ELGAR Violin Concerto
GABRIEL NG, Violin
Orchestra of the Music
Makers
Chan Tze Law
OMM Live! / *****
In 1932, Sir Edward Elgar (1857-1934) conducted
and recorded for His Master’s Voice his Violin
Concerto in B minor, now considered one of the great recordings of the last
century. The soloist was the 16-year-old prodigy Yehudi Menuhin, on his way to
becoming one of violin’s immortals. In 2011, 16-year-old Singaporean Gabriel
Ng, a student of the Menuhin School , repeated the feat in a
concert performance that has been captured in this recording. While it is
pointless to compare note-for-note the merits of the two, Ng more than holds
his own in a crowded field.
What is astonishing is not just the instrumental
achievement, but the sensitivity, sheer warmth and depth of expression he
brings to this sprawling work. Just listen to his entry in the 1st
movement, or the hush of the accompanied cadenza in the finale. Playing at 47
minutes, he is only slightly faster than Menuhin’s 50 minutes. All the
superlatives showered on Menuhin at the time also firmly apply to Ng. Other
points of spiritual connection: conductor Chan Tze Law, a committed Elgarian,
was a student of Hugh Bean, who in turn was taught by Albert Sammons, the first
violinist to record this concerto. The splendid Orchestra of the Music Makers
which plays like professionals is, of course, named after Elgar’s choral
masterpiece The Music Makers. This is
a candidate for Record of the Year, without a doubt.
GOLDMARK
Rustic Wedding Symphony
Symphony
No.2
BIS 1842 /
****1/2
There
was a time when the music of the Austro-Hungarian composer Karl Goldmark
(1830-1915) was regularly heard in concert halls.

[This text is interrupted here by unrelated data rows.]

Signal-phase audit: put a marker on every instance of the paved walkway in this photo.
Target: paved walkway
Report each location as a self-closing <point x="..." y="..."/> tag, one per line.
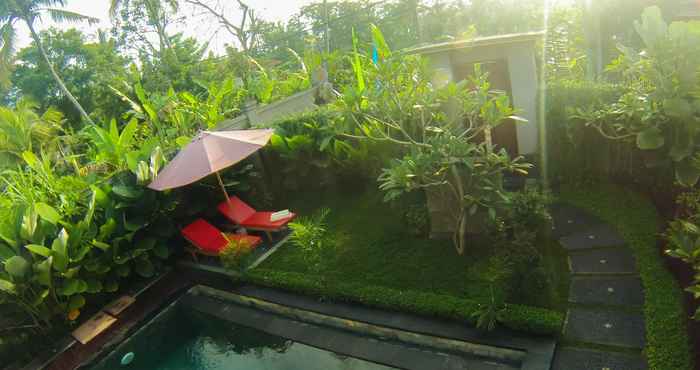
<point x="604" y="328"/>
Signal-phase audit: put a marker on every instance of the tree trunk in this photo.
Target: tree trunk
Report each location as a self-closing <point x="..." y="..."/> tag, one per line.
<point x="55" y="75"/>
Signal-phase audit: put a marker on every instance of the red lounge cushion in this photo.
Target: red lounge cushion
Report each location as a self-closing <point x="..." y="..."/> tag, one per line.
<point x="204" y="236"/>
<point x="250" y="239"/>
<point x="209" y="239"/>
<point x="236" y="210"/>
<point x="261" y="220"/>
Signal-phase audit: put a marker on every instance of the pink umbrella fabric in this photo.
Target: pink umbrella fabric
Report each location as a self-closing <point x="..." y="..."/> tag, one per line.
<point x="208" y="153"/>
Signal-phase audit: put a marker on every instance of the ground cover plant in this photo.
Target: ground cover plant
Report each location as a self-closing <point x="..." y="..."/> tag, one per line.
<point x="88" y="121"/>
<point x="634" y="216"/>
<point x="366" y="243"/>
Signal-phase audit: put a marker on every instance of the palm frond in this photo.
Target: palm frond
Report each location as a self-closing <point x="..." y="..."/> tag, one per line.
<point x="7" y="51"/>
<point x="114" y="6"/>
<point x="60" y="15"/>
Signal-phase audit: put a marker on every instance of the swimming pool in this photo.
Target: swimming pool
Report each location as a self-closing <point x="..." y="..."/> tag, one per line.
<point x="208" y="329"/>
<point x="188" y="340"/>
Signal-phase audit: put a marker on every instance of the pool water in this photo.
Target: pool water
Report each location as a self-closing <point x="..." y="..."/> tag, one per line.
<point x="181" y="339"/>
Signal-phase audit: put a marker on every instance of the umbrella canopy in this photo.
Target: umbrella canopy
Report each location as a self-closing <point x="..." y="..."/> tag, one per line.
<point x="208" y="153"/>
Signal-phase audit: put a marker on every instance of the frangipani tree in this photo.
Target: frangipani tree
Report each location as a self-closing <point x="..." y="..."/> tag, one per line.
<point x="29" y="12"/>
<point x="660" y="110"/>
<point x="444" y="133"/>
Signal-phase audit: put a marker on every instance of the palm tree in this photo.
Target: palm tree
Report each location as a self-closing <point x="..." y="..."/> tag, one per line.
<point x="29" y="11"/>
<point x="22" y="129"/>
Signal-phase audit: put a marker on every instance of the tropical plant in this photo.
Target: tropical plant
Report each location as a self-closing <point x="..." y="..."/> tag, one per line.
<point x="309" y="234"/>
<point x="683" y="236"/>
<point x="394" y="101"/>
<point x="28" y="12"/>
<point x="660" y="109"/>
<point x="488" y="312"/>
<point x="22" y="129"/>
<point x="236" y="253"/>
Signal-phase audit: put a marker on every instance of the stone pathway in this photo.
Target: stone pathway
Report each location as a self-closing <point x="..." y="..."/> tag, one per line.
<point x="604" y="328"/>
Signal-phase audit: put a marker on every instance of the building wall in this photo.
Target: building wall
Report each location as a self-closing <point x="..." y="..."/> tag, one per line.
<point x="522" y="69"/>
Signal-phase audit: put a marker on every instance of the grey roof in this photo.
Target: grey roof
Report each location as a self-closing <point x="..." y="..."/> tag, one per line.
<point x="512" y="38"/>
<point x="689" y="9"/>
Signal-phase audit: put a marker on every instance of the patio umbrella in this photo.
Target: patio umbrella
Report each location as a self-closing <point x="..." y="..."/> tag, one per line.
<point x="210" y="152"/>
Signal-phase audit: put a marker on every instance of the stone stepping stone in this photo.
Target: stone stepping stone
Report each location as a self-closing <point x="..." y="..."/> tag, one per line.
<point x="569" y="358"/>
<point x="605" y="327"/>
<point x="568" y="219"/>
<point x="615" y="290"/>
<point x="603" y="261"/>
<point x="593" y="237"/>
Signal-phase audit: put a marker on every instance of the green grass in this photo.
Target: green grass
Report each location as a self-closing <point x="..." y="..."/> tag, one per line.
<point x="374" y="246"/>
<point x="376" y="261"/>
<point x="667" y="342"/>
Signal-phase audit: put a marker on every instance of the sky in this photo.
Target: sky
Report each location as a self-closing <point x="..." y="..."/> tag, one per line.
<point x="273" y="10"/>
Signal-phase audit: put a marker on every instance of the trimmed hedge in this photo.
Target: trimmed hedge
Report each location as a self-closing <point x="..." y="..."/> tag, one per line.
<point x="667" y="342"/>
<point x="522" y="318"/>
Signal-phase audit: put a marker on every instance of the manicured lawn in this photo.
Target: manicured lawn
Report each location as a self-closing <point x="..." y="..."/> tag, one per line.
<point x="374" y="247"/>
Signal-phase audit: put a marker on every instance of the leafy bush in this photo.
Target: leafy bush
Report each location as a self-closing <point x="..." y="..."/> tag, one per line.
<point x="574" y="150"/>
<point x="659" y="107"/>
<point x="309" y="234"/>
<point x="417" y="219"/>
<point x="236" y="254"/>
<point x="635" y="218"/>
<point x="523" y="318"/>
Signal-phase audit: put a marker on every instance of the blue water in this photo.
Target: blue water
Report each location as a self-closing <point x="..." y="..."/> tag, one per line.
<point x="182" y="340"/>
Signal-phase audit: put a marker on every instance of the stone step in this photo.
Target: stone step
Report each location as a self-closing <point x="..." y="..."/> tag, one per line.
<point x="592" y="237"/>
<point x="571" y="358"/>
<point x="617" y="260"/>
<point x="609" y="290"/>
<point x="568" y="219"/>
<point x="605" y="327"/>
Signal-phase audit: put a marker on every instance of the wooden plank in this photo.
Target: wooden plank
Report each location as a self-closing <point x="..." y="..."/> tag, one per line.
<point x="119" y="305"/>
<point x="93" y="327"/>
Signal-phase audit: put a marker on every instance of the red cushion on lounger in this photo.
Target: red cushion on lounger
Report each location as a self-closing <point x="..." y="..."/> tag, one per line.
<point x="208" y="238"/>
<point x="204" y="236"/>
<point x="242" y="214"/>
<point x="236" y="210"/>
<point x="261" y="220"/>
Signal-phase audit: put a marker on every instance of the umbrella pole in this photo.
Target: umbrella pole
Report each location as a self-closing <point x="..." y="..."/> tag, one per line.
<point x="221" y="183"/>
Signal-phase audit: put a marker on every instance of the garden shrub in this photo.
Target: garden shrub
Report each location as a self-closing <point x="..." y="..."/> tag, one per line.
<point x="523" y="318"/>
<point x="635" y="218"/>
<point x="236" y="254"/>
<point x="575" y="150"/>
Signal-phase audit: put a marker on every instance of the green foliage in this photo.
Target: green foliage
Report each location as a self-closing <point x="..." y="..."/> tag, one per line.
<point x="75" y="227"/>
<point x="635" y="218"/>
<point x="236" y="254"/>
<point x="683" y="236"/>
<point x="86" y="68"/>
<point x="21" y="129"/>
<point x="528" y="319"/>
<point x="310" y="235"/>
<point x="417" y="219"/>
<point x="659" y="109"/>
<point x="437" y="130"/>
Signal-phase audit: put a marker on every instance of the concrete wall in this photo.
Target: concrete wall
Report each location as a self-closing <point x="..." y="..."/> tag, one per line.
<point x="255" y="115"/>
<point x="520" y="58"/>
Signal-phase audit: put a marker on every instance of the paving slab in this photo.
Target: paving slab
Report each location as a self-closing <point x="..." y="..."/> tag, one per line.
<point x="614" y="290"/>
<point x="592" y="237"/>
<point x="569" y="219"/>
<point x="569" y="358"/>
<point x="605" y="327"/>
<point x="603" y="261"/>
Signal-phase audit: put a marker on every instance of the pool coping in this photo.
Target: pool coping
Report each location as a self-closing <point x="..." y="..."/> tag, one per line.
<point x="436" y="343"/>
<point x="67" y="342"/>
<point x="539" y="349"/>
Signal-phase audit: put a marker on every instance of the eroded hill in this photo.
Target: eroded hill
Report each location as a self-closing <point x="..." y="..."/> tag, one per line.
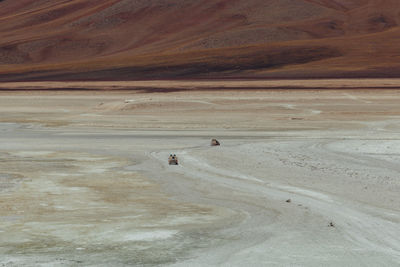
<point x="137" y="39"/>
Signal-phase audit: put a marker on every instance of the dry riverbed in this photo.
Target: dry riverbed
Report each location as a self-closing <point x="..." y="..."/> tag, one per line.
<point x="303" y="177"/>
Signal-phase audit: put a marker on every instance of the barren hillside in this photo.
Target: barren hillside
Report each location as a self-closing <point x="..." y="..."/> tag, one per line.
<point x="140" y="39"/>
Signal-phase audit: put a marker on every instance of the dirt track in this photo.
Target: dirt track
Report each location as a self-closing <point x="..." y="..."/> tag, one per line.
<point x="84" y="178"/>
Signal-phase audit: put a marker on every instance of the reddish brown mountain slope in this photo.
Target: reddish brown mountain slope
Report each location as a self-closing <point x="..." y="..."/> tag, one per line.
<point x="137" y="39"/>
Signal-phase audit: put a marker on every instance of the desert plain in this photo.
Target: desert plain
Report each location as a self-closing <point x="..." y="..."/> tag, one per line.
<point x="305" y="176"/>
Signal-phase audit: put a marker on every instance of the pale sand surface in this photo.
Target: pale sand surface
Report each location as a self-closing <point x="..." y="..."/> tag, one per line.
<point x="84" y="179"/>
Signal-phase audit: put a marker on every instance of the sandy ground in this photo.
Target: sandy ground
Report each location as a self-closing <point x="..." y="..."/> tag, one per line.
<point x="84" y="178"/>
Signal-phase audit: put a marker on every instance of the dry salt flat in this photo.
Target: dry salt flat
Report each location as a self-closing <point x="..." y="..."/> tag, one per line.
<point x="301" y="178"/>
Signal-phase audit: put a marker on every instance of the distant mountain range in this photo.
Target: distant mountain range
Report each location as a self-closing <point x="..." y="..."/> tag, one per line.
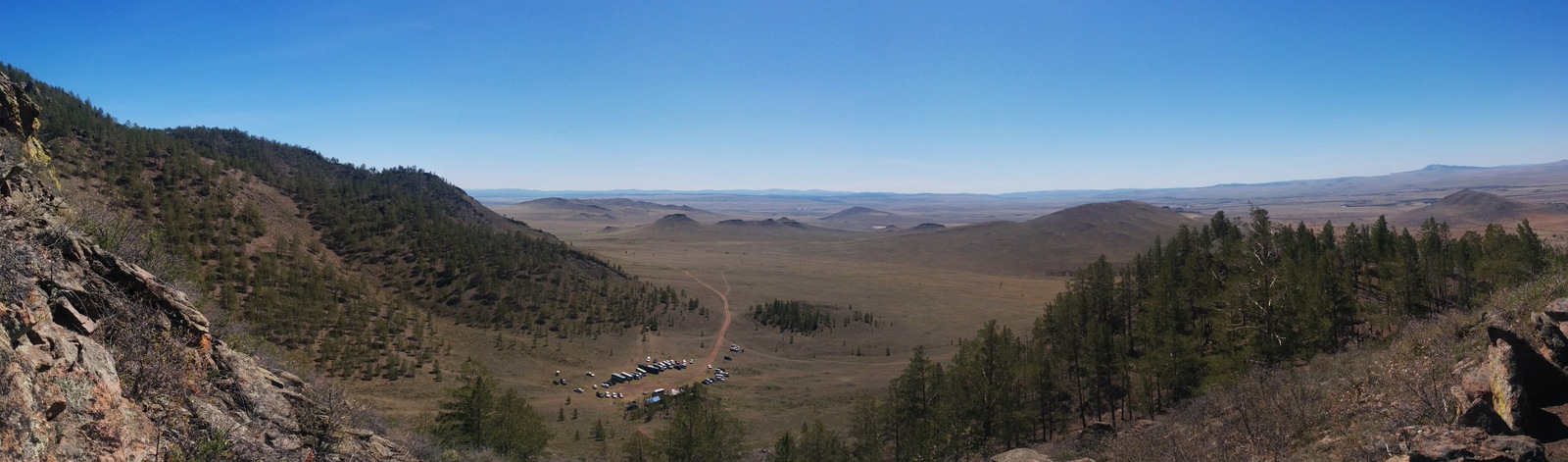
<point x="1429" y="178"/>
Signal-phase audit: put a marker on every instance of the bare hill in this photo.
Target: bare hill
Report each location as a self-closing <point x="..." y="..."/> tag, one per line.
<point x="681" y="227"/>
<point x="1062" y="240"/>
<point x="618" y="211"/>
<point x="1471" y="208"/>
<point x="867" y="219"/>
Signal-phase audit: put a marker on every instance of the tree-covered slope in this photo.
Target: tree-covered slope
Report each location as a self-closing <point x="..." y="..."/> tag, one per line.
<point x="337" y="261"/>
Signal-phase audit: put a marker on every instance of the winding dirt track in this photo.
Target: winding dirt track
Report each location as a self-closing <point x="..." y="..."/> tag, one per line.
<point x="718" y="339"/>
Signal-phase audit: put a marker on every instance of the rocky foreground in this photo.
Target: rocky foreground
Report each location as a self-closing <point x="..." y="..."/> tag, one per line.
<point x="104" y="362"/>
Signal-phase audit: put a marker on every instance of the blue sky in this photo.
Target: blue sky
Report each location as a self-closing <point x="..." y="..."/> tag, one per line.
<point x="886" y="96"/>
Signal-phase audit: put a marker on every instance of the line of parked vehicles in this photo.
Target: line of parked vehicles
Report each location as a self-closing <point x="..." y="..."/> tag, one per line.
<point x="643" y="370"/>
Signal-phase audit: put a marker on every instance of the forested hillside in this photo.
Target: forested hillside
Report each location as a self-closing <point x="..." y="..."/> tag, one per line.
<point x="342" y="263"/>
<point x="1192" y="313"/>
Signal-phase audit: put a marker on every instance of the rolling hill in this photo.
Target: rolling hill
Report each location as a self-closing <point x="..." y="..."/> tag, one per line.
<point x="297" y="245"/>
<point x="684" y="229"/>
<point x="1474" y="209"/>
<point x="867" y="219"/>
<point x="603" y="211"/>
<point x="1057" y="242"/>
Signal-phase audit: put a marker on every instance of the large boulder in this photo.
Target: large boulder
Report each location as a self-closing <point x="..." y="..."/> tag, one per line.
<point x="1509" y="398"/>
<point x="1434" y="443"/>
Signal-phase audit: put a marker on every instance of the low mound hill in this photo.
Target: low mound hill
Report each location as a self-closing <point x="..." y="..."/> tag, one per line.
<point x="859" y="214"/>
<point x="681" y="227"/>
<point x="866" y="219"/>
<point x="1468" y="208"/>
<point x="1057" y="242"/>
<point x="618" y="211"/>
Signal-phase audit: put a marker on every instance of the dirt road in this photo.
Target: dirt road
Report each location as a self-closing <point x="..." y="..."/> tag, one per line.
<point x="718" y="339"/>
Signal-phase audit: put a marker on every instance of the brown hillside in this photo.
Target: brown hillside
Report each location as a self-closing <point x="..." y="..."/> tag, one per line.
<point x="1055" y="242"/>
<point x="682" y="229"/>
<point x="616" y="211"/>
<point x="1473" y="209"/>
<point x="867" y="219"/>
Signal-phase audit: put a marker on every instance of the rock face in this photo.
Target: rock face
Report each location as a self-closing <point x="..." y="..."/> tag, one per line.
<point x="101" y="360"/>
<point x="1429" y="443"/>
<point x="1509" y="398"/>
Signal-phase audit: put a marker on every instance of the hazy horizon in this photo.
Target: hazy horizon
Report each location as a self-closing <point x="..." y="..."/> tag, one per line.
<point x="906" y="98"/>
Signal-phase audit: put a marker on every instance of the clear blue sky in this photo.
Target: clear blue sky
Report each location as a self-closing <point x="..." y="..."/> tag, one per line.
<point x="890" y="96"/>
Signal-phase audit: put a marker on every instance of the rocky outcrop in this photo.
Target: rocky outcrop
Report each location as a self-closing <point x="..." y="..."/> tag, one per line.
<point x="1509" y="399"/>
<point x="1509" y="402"/>
<point x="1429" y="443"/>
<point x="101" y="360"/>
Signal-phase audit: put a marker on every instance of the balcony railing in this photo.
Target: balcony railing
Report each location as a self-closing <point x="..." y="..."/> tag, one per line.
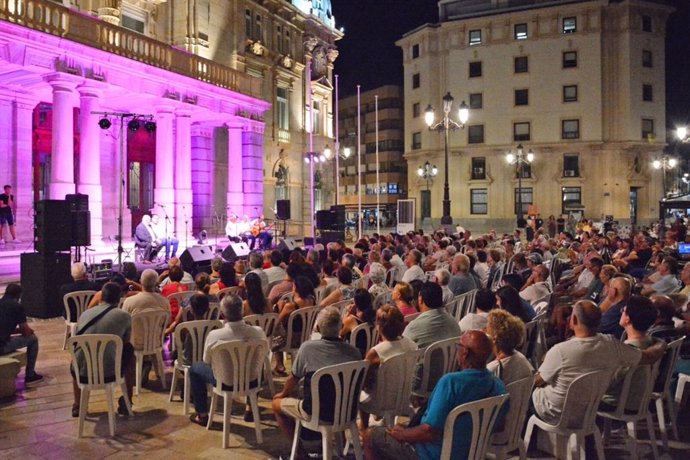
<point x="52" y="18"/>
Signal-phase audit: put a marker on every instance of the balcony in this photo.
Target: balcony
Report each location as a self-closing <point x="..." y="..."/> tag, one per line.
<point x="54" y="19"/>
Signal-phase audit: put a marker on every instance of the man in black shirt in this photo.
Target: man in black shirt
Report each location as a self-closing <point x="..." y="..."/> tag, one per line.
<point x="6" y="212"/>
<point x="13" y="322"/>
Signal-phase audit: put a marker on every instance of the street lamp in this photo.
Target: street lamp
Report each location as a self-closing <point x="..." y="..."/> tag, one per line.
<point x="521" y="159"/>
<point x="446" y="125"/>
<point x="664" y="164"/>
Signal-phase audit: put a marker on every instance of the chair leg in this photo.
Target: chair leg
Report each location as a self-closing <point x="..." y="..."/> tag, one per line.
<point x="111" y="409"/>
<point x="257" y="418"/>
<point x="295" y="441"/>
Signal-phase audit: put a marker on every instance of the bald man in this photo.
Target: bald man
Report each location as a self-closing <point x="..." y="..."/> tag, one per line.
<point x="587" y="351"/>
<point x="472" y="383"/>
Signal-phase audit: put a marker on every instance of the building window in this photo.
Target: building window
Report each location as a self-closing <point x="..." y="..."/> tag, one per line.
<point x="475" y="37"/>
<point x="520" y="31"/>
<point x="416" y="110"/>
<point x="527" y="199"/>
<point x="571" y="165"/>
<point x="283" y="109"/>
<point x="646" y="23"/>
<point x="415" y="51"/>
<point x="521" y="97"/>
<point x="570" y="93"/>
<point x="521" y="131"/>
<point x="478" y="168"/>
<point x="647" y="59"/>
<point x="521" y="64"/>
<point x="475" y="69"/>
<point x="475" y="134"/>
<point x="416" y="140"/>
<point x="647" y="128"/>
<point x="476" y="101"/>
<point x="571" y="197"/>
<point x="569" y="25"/>
<point x="569" y="59"/>
<point x="570" y="129"/>
<point x="647" y="93"/>
<point x="479" y="201"/>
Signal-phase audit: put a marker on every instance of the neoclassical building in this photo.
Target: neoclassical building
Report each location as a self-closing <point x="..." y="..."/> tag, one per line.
<point x="579" y="83"/>
<point x="222" y="84"/>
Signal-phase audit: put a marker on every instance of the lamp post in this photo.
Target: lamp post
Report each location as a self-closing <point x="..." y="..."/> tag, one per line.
<point x="520" y="158"/>
<point x="664" y="164"/>
<point x="446" y="125"/>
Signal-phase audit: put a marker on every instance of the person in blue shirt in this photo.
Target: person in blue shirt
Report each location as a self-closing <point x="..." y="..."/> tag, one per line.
<point x="424" y="441"/>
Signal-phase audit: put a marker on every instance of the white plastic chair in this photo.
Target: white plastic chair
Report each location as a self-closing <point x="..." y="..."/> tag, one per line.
<point x="578" y="414"/>
<point x="510" y="438"/>
<point x="150" y="325"/>
<point x="662" y="391"/>
<point x="443" y="356"/>
<point x="196" y="332"/>
<point x="80" y="300"/>
<point x="267" y="322"/>
<point x="347" y="380"/>
<point x="632" y="408"/>
<point x="483" y="414"/>
<point x="237" y="366"/>
<point x="93" y="348"/>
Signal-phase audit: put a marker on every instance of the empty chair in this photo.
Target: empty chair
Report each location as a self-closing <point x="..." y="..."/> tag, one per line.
<point x="337" y="411"/>
<point x="150" y="326"/>
<point x="237" y="366"/>
<point x="79" y="300"/>
<point x="194" y="334"/>
<point x="633" y="406"/>
<point x="579" y="413"/>
<point x="510" y="438"/>
<point x="91" y="348"/>
<point x="483" y="415"/>
<point x="439" y="359"/>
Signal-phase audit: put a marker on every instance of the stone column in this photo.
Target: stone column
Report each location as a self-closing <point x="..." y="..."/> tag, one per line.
<point x="183" y="176"/>
<point x="164" y="189"/>
<point x="235" y="199"/>
<point x="89" y="182"/>
<point x="62" y="159"/>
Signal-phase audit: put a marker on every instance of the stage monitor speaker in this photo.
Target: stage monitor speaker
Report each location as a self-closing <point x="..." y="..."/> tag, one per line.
<point x="77" y="202"/>
<point x="283" y="209"/>
<point x="287" y="244"/>
<point x="41" y="276"/>
<point x="197" y="259"/>
<point x="236" y="251"/>
<point x="52" y="226"/>
<point x="81" y="228"/>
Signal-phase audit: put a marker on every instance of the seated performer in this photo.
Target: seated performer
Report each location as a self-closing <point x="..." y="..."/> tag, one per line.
<point x="145" y="238"/>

His Violin Concerto was a virtuoso vehicle performed by Nathan Milstein
and Itzhak Perlman, and the 45-minute long Rustic
Wedding Symphony (1875) in five movements had champions in Leonard
Bernstein, André Previn and Sir Thomas Beecham. It was about time a top rank
recording reappeared, and here it is, from our very own backyard.
Quite
unusually, it opens with an elaborate set of Variations on a bucolic theme, one that would have garnered high
praise had it come from the pen of Brahms or Dvorak (which it resembles). The
short Bridal Song and Intermezzo movements are country dances,
the kind that appears in Mahlerian symphonies. The best music comes in the 4th
and 5th movements, the tender In
The Garden and a rousing fugal finale which shows that counterpoint could
also be lots of fun. The coupling is Goldmark’s less memorable Second Symphony (1887), which sounds
influenced by Brahms; not so shabby at all.
The
Singapore Symphony under Music Director Shui Lan give sympathetic and refined
performances. But does one remember when the SSO actually performed the Rustic Wedding Symphony in concert? That
would be 31 July 2009 , during the forgettable first half of a
concert totally overshadowed by Li Yundi’s nightmare with the Tchaikovsky First Piano Concerto. That is memory for
you.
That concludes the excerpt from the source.